Taxonomy of RL Solution Methods
The Big Picture
Sutton & Barto organize RL methods along several dimensions. Understanding this taxonomy lets you know where any algorithm fits and why it was designed the way it was.
Dimension 1: Model-Based vs. Model-Free
| Model-Based | Model-Free | |
|---|---|---|
| Knows P(s’|s,a), R(s,a)? | Yes (or learns it) | No |
| Examples | Dynamic Programming, Dyna, AlphaZero | Q-learning, SARSA, Policy Gradients |
| Pros | Sample efficient; can plan | No need to learn/know the model |
| Cons | Model errors propagate; expensive to learn | Less sample efficient |
| Ch.4 | ✓ DP | |
| Ch.8 | ✓ Dyna (hybrid) |
Dimension 2: Tabular vs. Approximate
| Tabular | Approximate | |
|---|---|---|
| State space | Small, discrete | Large or continuous |
| Representation | Table V[s] or Q[s][a] | Function approximator (neural net, linear) |
| Examples | All of Part I | Part II (Ch.9–13) |
| Convergence | Guaranteed (for many methods) | More fragile |
Dimension 3: On-Policy vs. Off-Policy
| On-Policy | Off-Policy | |
|---|---|---|
| Learns V/Q for | Current behavior policy | Different target policy |
| Behavior = Target policy? | Yes | No |
| Examples | SARSA, REINFORCE, A2C | Q-learning, DQN, TD(0) with IS |
| Pros | Simpler, more stable | Can reuse experience; learn optimal while exploring |
| Cons | Less sample efficient | Variance from importance sampling |
Dimension 4: Backup Depth (TD vs. MC vs. DP)

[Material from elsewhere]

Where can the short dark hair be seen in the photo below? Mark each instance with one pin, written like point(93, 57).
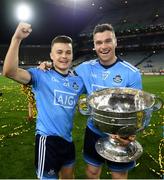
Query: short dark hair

| DP | TD | Monte Carlo | |
|---|---|---|---|
| Bootstrap? | Yes (uses V estimates) | Yes | No (uses actual returns) |
| Requires model? | Yes | No | No |
| Update after | Each step | Each step | Each episode |
| Bias | Low | Low | Zero (unbiased) |
| Variance | Low | Low | High |
n-step methods (Ch.7) interpolate between TD (n=1) and MC (n=∞).
Dimension 5: Value vs. Policy vs. Actor-Critic
| Approach | Learns | How to act | Chapter |
|---|---|---|---|
| Value-based | V(s) or Q(s,a) | Greedy w.r.t. Q | Ch.4–6, 9–11 |
| Policy gradient | π(a|s;θ) directly | Sample from π | Ch.13 |
| Actor-Critic | Both V and π | Policy uses V as baseline | Ch.13 (A2C, PPO) |
The Full Book Roadmap
Part I: Tabular Methods
├── Ch.2 Multi-Armed Bandits (no state, pure exploration-exploitation)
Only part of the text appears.